Her name means "she of the Shesmet-girdle", and she was probably first worshipped at a town with the same name, a few miles away from Bubastis, now called Saft el Henneh. She had a staff of priests with an overseer, perhaps including "the Shesmet-girdle man", who probably wore the girdle - "a leather belt from which were suspended narrow strips of hide ending in tassels", sometimes with ornaments like beads or shells. (The gods Horus, Set, Thoth, Amun, and the centipede god Sepa could also be depicted wearing it.)

Shesmetet is grouped with other lioness goddesses in the Pyramid Texts (Utt 262 - "King Unis is conceived by Sekhmet, born of Shesmetet"), on a monument of the Thirteenth Dynasty pharaoh Sobekhotep IV, on Eighteenth, Twentieth, and Thirtieth Dynasty monuments (with Bastet and Wadjet), and as a form of Mut on an Eighteenth Dynasty statue.

(ETA: Newberry footnotes the Sobekhotep monument as "Louvre C. 11.", but that reference took me to one of the stelae of Ameniseneb.

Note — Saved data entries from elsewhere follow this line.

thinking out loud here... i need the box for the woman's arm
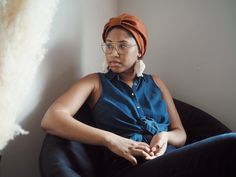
[41,73,151,165]
[152,75,187,147]
[41,73,109,144]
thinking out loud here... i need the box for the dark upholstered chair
[39,99,231,177]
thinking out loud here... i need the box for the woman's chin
[110,67,123,73]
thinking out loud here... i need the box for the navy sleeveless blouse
[92,70,170,143]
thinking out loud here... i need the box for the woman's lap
[108,133,236,177]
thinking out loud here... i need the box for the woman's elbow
[180,129,187,146]
[41,110,54,132]
[41,118,48,131]
[174,128,187,147]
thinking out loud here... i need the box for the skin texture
[41,28,186,166]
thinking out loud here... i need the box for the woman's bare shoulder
[151,74,162,86]
[71,73,100,88]
[151,74,161,81]
[54,73,100,103]
[77,73,99,82]
[151,74,170,93]
[49,73,100,115]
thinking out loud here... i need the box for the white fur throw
[0,0,59,151]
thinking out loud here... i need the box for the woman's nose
[110,46,120,57]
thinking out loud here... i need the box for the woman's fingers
[130,147,152,158]
[135,142,151,153]
[125,154,138,166]
[123,142,152,164]
[107,134,162,165]
[149,132,168,157]
[151,143,162,152]
[145,143,167,160]
[154,143,167,157]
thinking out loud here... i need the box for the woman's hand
[149,132,168,158]
[104,132,152,165]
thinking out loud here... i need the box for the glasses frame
[101,42,137,55]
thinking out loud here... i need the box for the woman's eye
[106,44,113,48]
[119,44,128,49]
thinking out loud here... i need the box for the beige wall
[118,0,236,131]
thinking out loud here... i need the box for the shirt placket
[131,78,160,136]
[131,79,144,117]
[117,76,160,136]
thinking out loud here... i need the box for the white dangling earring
[134,59,145,77]
[102,60,109,73]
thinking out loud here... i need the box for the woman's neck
[119,70,136,84]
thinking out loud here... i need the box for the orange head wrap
[102,13,148,58]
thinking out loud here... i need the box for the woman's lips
[109,61,121,67]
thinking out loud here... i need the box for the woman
[41,13,236,177]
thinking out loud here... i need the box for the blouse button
[131,93,134,96]
[137,106,140,109]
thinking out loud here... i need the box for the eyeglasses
[101,42,137,55]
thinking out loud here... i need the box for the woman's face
[105,28,140,74]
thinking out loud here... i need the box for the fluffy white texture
[0,0,59,150]
[134,59,145,77]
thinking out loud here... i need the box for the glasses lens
[101,43,113,54]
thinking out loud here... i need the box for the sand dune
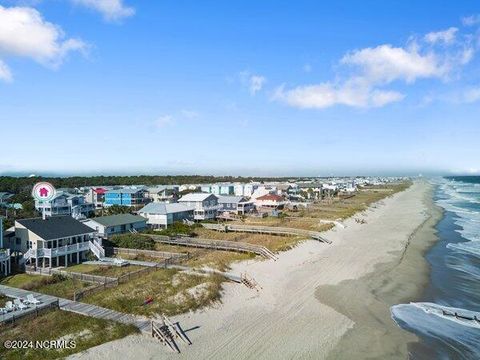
[69,181,438,360]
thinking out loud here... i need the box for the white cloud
[341,44,447,84]
[0,5,87,81]
[462,14,480,27]
[154,115,174,128]
[249,75,266,95]
[424,27,458,45]
[451,87,480,104]
[72,0,135,22]
[239,71,266,95]
[0,60,12,82]
[274,25,475,109]
[273,81,404,109]
[462,87,480,103]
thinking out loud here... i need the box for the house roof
[17,216,95,240]
[88,214,147,227]
[138,202,195,215]
[146,186,167,194]
[106,188,145,195]
[217,196,248,204]
[178,193,217,202]
[297,183,323,189]
[94,188,107,194]
[256,194,284,202]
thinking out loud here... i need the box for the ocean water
[391,177,480,359]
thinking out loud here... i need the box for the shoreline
[69,181,439,360]
[321,181,443,359]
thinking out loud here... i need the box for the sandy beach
[69,180,440,360]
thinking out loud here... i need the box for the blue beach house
[104,188,148,209]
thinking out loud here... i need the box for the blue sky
[1,0,480,176]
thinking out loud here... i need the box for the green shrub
[108,234,155,250]
[156,222,198,237]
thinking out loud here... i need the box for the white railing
[19,248,33,265]
[50,242,91,257]
[23,240,105,261]
[89,239,105,259]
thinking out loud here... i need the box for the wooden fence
[73,262,168,301]
[107,247,189,261]
[26,266,117,285]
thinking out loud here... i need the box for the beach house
[35,192,95,219]
[104,188,148,209]
[178,193,221,220]
[254,194,286,210]
[83,214,147,238]
[145,186,179,203]
[85,187,108,209]
[217,195,255,215]
[15,216,102,268]
[200,184,235,196]
[138,202,195,229]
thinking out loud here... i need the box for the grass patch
[0,310,138,360]
[65,264,145,277]
[1,273,90,300]
[83,268,223,316]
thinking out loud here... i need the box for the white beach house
[15,216,103,268]
[138,202,195,229]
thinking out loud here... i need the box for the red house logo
[39,188,49,197]
[32,182,56,202]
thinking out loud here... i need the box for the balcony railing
[30,242,91,258]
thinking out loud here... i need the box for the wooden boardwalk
[202,223,332,244]
[0,285,151,332]
[148,234,278,260]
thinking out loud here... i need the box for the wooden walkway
[147,234,278,261]
[202,223,332,244]
[0,285,151,332]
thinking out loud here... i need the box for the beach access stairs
[151,315,192,353]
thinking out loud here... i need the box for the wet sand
[321,182,442,359]
[69,181,440,360]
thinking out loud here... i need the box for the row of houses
[3,177,402,225]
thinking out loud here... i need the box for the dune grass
[0,273,90,300]
[65,263,145,277]
[0,310,138,360]
[83,268,224,316]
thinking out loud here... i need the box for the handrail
[147,234,278,261]
[202,223,331,244]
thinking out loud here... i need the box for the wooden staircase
[241,272,261,291]
[151,315,192,353]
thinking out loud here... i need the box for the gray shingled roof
[88,214,147,227]
[17,216,95,240]
[217,196,247,204]
[138,202,195,215]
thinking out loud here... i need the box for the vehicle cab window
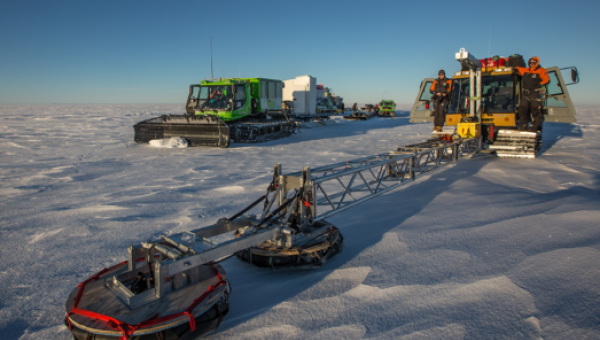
[234,85,246,109]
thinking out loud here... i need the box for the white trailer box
[283,75,316,116]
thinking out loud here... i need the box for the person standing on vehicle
[513,57,550,132]
[430,70,452,132]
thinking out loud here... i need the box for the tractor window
[482,76,514,113]
[276,82,282,99]
[190,86,201,99]
[268,82,276,99]
[199,85,233,110]
[447,78,470,113]
[546,71,564,96]
[545,72,568,108]
[195,86,210,109]
[234,85,246,109]
[546,96,568,108]
[200,87,208,99]
[448,76,514,113]
[261,81,267,99]
[234,85,246,101]
[415,81,434,111]
[419,81,434,101]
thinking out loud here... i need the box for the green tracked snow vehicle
[379,100,396,117]
[134,78,295,147]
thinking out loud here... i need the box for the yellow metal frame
[447,70,518,128]
[445,114,465,126]
[456,122,480,138]
[481,113,516,127]
[446,113,516,127]
[452,69,513,79]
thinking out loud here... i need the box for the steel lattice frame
[279,137,481,226]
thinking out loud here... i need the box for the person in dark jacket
[430,70,452,132]
[513,56,549,132]
[209,87,225,108]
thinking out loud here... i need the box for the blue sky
[1,0,598,106]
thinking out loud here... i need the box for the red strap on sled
[67,262,227,340]
[70,307,136,340]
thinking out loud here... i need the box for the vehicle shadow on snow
[212,155,491,335]
[228,113,414,149]
[538,122,582,156]
[212,153,600,338]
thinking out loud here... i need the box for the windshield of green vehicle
[447,76,515,114]
[194,85,234,110]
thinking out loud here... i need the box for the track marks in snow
[28,227,64,244]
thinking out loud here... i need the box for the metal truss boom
[277,137,480,227]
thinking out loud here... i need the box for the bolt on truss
[278,137,481,227]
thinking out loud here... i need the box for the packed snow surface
[0,105,599,339]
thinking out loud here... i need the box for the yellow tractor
[409,48,579,158]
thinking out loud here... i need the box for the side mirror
[560,66,580,85]
[188,87,193,95]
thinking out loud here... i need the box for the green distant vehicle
[134,78,295,147]
[379,100,396,117]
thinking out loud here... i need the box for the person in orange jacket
[430,70,452,132]
[513,57,550,132]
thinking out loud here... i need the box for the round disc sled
[64,261,230,340]
[236,225,343,269]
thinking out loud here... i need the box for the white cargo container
[283,75,317,116]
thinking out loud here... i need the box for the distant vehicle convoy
[134,76,350,148]
[133,48,579,156]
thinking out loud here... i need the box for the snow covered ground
[0,105,599,340]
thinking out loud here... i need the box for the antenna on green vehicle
[210,35,214,79]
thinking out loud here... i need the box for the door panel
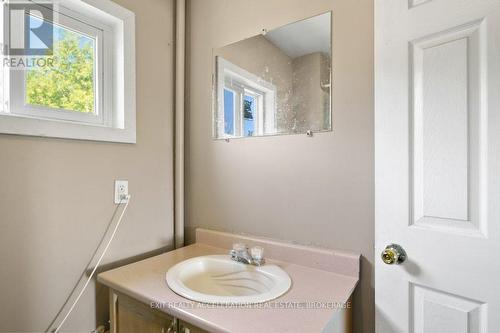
[410,19,486,235]
[375,0,500,332]
[178,320,210,333]
[112,291,174,333]
[410,284,486,333]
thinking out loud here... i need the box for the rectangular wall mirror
[213,12,332,139]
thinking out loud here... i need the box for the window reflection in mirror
[213,12,332,139]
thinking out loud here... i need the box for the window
[215,57,276,138]
[26,16,96,115]
[243,93,257,137]
[10,8,107,125]
[0,0,136,143]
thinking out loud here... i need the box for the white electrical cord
[45,195,131,333]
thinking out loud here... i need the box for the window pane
[25,15,95,114]
[243,95,255,137]
[224,89,234,135]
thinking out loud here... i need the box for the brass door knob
[381,244,407,265]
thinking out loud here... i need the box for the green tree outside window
[26,30,95,114]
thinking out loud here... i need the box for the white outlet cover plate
[114,180,129,204]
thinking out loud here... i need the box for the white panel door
[375,0,500,332]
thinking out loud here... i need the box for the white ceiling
[264,12,331,59]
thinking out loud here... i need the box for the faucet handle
[250,246,265,265]
[232,242,247,252]
[230,243,246,259]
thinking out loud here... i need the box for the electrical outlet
[114,180,129,204]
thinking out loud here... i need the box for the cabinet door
[110,290,175,333]
[178,320,209,333]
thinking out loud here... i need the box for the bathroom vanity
[98,229,359,333]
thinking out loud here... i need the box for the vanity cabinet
[109,290,209,333]
[178,320,209,333]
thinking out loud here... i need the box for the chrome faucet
[230,243,265,266]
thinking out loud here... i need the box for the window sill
[0,113,136,143]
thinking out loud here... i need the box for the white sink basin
[166,255,291,304]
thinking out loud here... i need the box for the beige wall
[0,0,175,330]
[186,1,374,333]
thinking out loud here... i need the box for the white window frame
[0,0,136,143]
[9,4,110,125]
[215,56,276,139]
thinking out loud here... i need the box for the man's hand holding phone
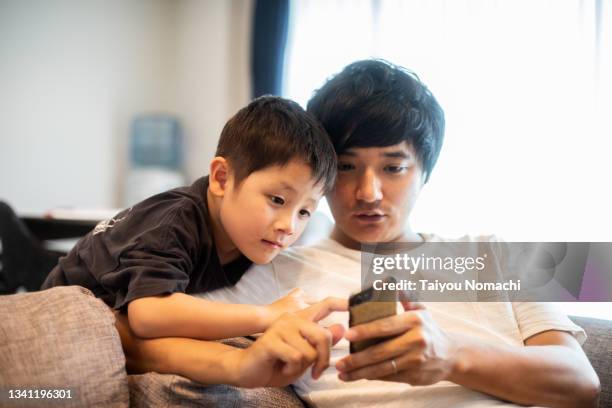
[339,290,457,386]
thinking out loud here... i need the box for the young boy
[41,95,337,342]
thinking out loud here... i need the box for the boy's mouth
[262,239,284,249]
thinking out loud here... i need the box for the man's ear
[209,157,231,197]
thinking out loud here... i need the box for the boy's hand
[294,296,348,323]
[262,288,311,328]
[230,297,347,388]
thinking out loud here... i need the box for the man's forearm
[448,335,600,407]
[128,293,270,340]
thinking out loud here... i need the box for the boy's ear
[209,157,231,197]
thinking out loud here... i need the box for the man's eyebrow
[339,150,411,159]
[382,151,411,159]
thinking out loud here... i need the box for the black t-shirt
[41,176,252,310]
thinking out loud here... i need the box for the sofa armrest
[0,286,129,407]
[569,315,612,407]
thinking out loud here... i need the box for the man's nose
[355,169,382,203]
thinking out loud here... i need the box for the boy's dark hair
[216,96,336,192]
[306,59,445,183]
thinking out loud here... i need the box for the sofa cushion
[129,373,304,408]
[570,315,612,407]
[0,286,129,407]
[128,336,304,407]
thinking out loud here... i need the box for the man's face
[326,142,424,249]
[220,160,324,264]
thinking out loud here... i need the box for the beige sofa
[1,286,610,407]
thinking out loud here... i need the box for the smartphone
[348,278,398,353]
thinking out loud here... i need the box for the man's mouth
[353,211,386,223]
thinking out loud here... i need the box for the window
[284,0,612,319]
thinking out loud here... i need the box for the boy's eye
[299,209,312,218]
[269,196,285,205]
[384,165,408,174]
[338,163,355,172]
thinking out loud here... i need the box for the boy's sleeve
[105,243,192,310]
[91,206,201,311]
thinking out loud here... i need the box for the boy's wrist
[256,304,276,330]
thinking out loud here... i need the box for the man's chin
[345,229,391,246]
[332,224,397,249]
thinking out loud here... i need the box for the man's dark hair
[216,95,336,192]
[307,59,445,183]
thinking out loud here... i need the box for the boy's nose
[355,169,382,203]
[274,215,296,236]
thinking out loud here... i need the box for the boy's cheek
[290,224,309,244]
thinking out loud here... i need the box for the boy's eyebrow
[278,183,320,206]
[382,150,411,159]
[278,182,297,193]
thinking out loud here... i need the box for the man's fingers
[337,331,420,373]
[345,311,421,342]
[338,357,400,382]
[339,350,425,383]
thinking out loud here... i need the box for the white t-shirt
[201,235,586,408]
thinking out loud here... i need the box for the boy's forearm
[116,311,243,385]
[127,293,271,340]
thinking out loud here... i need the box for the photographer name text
[374,278,521,293]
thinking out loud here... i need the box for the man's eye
[299,209,312,218]
[338,163,355,172]
[270,196,285,205]
[384,165,407,174]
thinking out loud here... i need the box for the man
[119,60,600,407]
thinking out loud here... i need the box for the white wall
[174,0,253,188]
[0,0,252,213]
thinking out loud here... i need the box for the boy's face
[219,160,324,264]
[326,142,424,249]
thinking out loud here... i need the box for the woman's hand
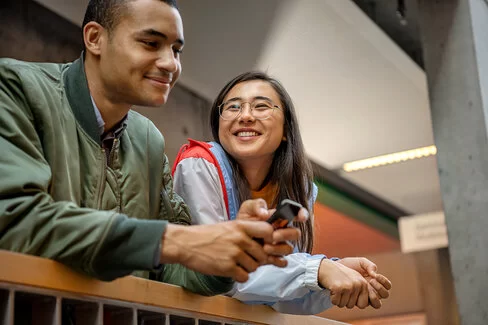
[337,257,392,308]
[236,198,309,223]
[318,259,370,309]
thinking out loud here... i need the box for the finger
[264,242,294,256]
[272,228,301,243]
[242,237,270,265]
[346,285,360,309]
[266,255,288,267]
[368,285,382,309]
[369,278,390,299]
[339,289,351,308]
[356,284,369,309]
[295,208,309,223]
[240,220,274,244]
[375,273,392,290]
[330,292,342,307]
[360,258,378,278]
[241,199,269,221]
[236,251,261,273]
[233,266,250,283]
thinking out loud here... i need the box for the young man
[0,0,302,296]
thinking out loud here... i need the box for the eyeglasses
[218,99,282,121]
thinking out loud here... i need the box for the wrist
[160,224,187,264]
[318,258,335,288]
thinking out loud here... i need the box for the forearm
[228,253,332,314]
[0,193,167,281]
[159,264,234,296]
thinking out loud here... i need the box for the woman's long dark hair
[210,71,314,253]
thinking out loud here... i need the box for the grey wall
[0,0,211,165]
[0,0,82,62]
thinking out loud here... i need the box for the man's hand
[337,257,392,308]
[160,199,299,283]
[318,259,370,309]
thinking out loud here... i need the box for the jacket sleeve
[157,154,234,296]
[0,63,166,281]
[173,155,334,314]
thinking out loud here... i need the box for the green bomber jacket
[0,56,232,296]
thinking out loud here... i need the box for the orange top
[251,182,278,208]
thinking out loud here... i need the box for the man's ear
[83,21,105,56]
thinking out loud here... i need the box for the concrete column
[414,249,459,325]
[418,0,488,324]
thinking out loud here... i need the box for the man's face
[98,0,184,107]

Confusion.)

Apparently Nubian and other African women wear an identical girdle to this day. I'm interested in ways African cultures outside of Egypt might have influenced Egypt; given its antiquity, I wonder if this might possibly be an example. (Or perhaps it was simply an item of clothing common throughout the area.)

"Newberry, Percy E. The Shesmet-girdle or Apron. Egypt Exploration Society. "Studies presented to F. Ll. Griffith". Milford : Oxford University Press, 1932.